Contracting bliss

Small businesses reach nirvana on Air Force's NetCents program

Small businesses must have good karma on the Air Force's Network Centric Solutions (NetCents) information technology contract. They have received $251 million of the $430 million contract dollars spent in the first year of the $9 billion program -- a 58 percent share of the wealth.

The Air Force planned to route 20 percent of the contract's revenues to the four small-business prime contractors on NetCents and earmarked another 20 percent for small-business subcontractors on the teams of the four large-business prime contractors.

But the Air Force has far exceeded its small-business contracting goals for NetCents. The service's contracting officials say this is because small businesses are simply getting the job done.

"They are working very hard. They want to serve their customers," said Melva Strang, former NetCents program manager and current chief of the products and services branch in the Headquarters Operations and Sustainment Systems Group -- the new name for the Air Force's IT acquisition and administration shop.

"They also give competitive bids and have efficient integrated processes," Cynthia Crews, the new program manager for NetCents, said of small businesses.

Small-business prime contractors received $206.3 million and small-business subcontractors received $44.7 million for NetCents in fiscal 2005.

Multimax, an IT reseller and services firm, led the pack with 287 task orders worth $71.1 million. Telos ranked second with 134 orders at $64.9 million, the Centech Group was in third with 126 orders at $51.3 million, followed by NCI Information Systems with 70 orders worth $19 million.

"We're trying to bid as much as we can," said Mack Griffin, Multimax's deputy program manager for NetCents, explaining the company's successful strategy.

Griffin said Multimax has been fairly aggressive and agile in pursuing task orders. He said the company also had an advantage because it previously supported Air Force organizations and specializes in selling IT products, which is a component of the NetCents contract.

One of Multimax's largest IT products' deals with NetCents was a $4.3 million task order to supply Dell servers, EMC storage equipment and Argent software and support to U.S. Air Forces Europe in Germany. Another was a $2.1 million order for Cisco voice-over-IP products to Shaw Air Force Base in South Carolina, he said.

However, Multimax is also winning IT services work under the contract. The company recently received a $37.6 million order to support Air Force organizations at Wright-Patterson Air Force Base in Ohio, a base that the company has supported since 2000, Griffin said.

Ralph Buona, vice president of business development at Telos, said the services firm has followed a similar strategy of trying to score as much business as possible. "We have very significant business development and proposal writing machines," he said.

Buona said small businesses have done well on NetCents because they do a better job working with Air Force organizations. In addition, some orders are small enough that larger companies might let them pass, but they are important to small firms.
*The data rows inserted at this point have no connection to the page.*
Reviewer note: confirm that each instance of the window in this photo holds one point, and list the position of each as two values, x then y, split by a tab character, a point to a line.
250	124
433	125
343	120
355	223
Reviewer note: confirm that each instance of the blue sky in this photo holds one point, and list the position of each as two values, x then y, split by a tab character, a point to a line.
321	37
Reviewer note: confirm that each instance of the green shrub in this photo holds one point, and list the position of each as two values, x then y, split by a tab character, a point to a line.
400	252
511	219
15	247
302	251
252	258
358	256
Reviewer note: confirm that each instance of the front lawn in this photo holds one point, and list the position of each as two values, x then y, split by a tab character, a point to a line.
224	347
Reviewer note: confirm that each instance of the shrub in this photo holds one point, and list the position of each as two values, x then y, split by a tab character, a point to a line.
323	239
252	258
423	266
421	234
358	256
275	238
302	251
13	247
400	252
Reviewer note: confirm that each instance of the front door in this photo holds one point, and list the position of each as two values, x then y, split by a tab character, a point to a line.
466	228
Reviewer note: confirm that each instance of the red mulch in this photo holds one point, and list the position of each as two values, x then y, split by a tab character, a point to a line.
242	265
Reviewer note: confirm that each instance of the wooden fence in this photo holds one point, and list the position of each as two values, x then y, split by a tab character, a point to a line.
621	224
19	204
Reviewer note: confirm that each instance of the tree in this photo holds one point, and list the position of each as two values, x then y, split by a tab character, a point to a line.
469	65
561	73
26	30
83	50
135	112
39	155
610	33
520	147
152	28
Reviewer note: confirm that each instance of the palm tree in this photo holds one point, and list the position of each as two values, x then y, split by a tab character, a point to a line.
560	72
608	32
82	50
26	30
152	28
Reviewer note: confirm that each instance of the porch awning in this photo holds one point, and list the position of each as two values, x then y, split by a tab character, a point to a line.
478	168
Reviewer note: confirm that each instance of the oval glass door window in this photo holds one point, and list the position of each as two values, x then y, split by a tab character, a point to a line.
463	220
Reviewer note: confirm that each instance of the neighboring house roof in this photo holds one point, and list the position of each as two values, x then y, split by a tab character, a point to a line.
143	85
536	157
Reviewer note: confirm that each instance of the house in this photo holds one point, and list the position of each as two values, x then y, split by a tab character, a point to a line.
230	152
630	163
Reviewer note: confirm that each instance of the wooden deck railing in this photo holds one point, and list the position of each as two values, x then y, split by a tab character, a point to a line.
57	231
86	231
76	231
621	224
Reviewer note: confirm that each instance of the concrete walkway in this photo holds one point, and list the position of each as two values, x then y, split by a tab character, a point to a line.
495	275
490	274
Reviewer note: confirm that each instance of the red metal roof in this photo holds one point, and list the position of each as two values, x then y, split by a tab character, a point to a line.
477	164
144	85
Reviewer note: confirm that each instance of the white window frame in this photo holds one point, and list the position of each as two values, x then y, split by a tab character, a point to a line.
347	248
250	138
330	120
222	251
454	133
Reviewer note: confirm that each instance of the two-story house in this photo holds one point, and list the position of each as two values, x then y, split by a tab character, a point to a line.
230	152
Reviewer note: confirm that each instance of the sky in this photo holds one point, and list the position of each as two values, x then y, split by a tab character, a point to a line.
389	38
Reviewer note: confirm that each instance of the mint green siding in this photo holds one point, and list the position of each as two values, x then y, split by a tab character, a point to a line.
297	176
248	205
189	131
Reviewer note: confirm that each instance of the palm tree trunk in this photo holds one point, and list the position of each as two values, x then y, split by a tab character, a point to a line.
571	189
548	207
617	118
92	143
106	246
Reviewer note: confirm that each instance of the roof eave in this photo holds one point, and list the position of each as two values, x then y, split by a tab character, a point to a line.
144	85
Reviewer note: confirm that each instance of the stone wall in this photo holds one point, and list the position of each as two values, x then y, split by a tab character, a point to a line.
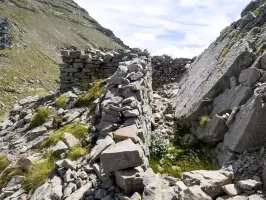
5	40
79	67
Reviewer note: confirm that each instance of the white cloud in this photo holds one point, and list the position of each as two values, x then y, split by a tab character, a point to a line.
181	28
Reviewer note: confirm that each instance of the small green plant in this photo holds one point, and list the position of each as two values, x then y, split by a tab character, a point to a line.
76	129
39	118
8	174
91	95
61	101
4	162
225	51
203	120
38	173
75	152
158	148
256	12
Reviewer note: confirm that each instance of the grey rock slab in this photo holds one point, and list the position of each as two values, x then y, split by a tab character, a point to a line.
249	184
130	180
193	193
70	140
78	194
249	77
102	144
49	190
230	99
210	182
32	134
123	155
232	189
242	136
205	74
213	132
131	113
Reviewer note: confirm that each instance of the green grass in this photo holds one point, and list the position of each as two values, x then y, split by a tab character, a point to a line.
8	174
225	51
91	95
38	173
76	152
203	120
76	129
256	12
4	162
39	118
61	101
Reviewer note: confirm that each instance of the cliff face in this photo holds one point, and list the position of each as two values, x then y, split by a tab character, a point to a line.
32	34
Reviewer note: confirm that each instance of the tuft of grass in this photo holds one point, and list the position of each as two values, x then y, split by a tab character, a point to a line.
225	51
4	162
76	152
8	174
203	120
38	173
76	129
256	12
61	101
39	118
91	95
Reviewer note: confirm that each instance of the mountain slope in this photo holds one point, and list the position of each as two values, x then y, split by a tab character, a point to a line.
38	30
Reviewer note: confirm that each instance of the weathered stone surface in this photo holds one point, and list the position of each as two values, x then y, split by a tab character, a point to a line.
130	180
123	155
213	132
70	140
78	194
210	182
193	193
241	135
230	99
195	89
249	77
50	190
249	184
126	133
232	189
102	144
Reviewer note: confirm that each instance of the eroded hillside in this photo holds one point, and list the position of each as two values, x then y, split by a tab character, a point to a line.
38	30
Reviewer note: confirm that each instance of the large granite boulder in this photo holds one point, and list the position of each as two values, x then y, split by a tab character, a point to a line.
242	136
211	182
123	155
210	75
230	99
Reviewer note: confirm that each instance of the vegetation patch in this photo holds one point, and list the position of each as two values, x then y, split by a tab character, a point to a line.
174	158
76	152
39	118
203	120
4	162
38	173
76	129
256	12
61	101
91	95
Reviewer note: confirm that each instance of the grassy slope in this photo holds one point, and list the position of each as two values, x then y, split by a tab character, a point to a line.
37	38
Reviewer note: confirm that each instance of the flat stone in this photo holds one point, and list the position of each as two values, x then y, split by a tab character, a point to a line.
126	133
232	189
249	184
210	182
102	144
70	140
123	155
249	77
131	113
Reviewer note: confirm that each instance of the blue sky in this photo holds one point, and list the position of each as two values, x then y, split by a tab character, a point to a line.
180	28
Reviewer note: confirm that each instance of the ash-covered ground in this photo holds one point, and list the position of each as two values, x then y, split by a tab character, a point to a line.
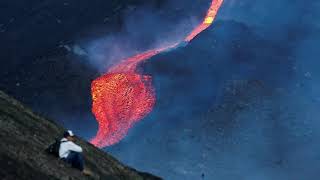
239	102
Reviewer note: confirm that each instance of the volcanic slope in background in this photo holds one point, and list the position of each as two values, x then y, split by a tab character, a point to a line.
226	93
24	136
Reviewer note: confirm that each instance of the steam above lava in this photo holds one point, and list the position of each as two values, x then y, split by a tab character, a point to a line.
122	96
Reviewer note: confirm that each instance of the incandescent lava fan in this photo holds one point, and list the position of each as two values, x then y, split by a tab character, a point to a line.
122	96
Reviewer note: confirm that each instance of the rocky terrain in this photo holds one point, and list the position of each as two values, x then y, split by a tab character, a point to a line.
24	137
"We pay very, very close attention" to opportunities, he said.

Buona said Telos has focused more on IT services work under the contract for two major reasons. "Solutions are more challenging and are worth more money," he said.

One of Telos' largest IT services deals is a multimillion-dollar task order to install wireless networks at Air Force bases. Another is an order potentially worth $34 million to update the messaging capabilities of the Pentagon Telecommunications Center.

The high percentage of the work and revenue that Multimax, Telos and other small businesses obtained proves they can get the job done, said Neal Fox, a retired Air Force colonel and former assistant commissioner for acquisition at the General Services Administration.

"This shows the abilities of small- business IT companies to pull off large, complex IT projects and [do it] quite well," Fox said. He now heads his own government procurement consulting firm, Neal Fox Consulting.

The Air Force awarded eight indefinite-delivery, indefinite-quantity contracts last year, four to small businesses and four to large ones, under the five-year NetCents program. The four large-business contracts went to Booz Allen Hamilton, General Dynamics, Lockheed Martin and Northrop Grumman.

The Air Force is pleased with the first year of the contract, especially the number of task orders that went to small businesses, Strang said. They received 567 of the 986 orders.

Despite the number of task orders, the Air Force hoped to do a little more overall, Strang said. The service's contracting officials will boost its customer outreach efforts in support of NetCents in fiscal 2006, she said.

They will also get additional backing in the form of another memo from the Office of the Secretary of the Air Force, Chief of Warfighting Integration and Chief Information Officer. The new memo will reiterate the mandatory use of NetCents for purchasing IT services and products, except for desktop and notebook computers.


NetCents zen

Small businesses may want to meditate on the Air Force's Network Centric Solutions information technology contract. The four small-business prime contractors and other small firms serving as subcontractors have taken more than half of the $430 million spent in the first year of the program.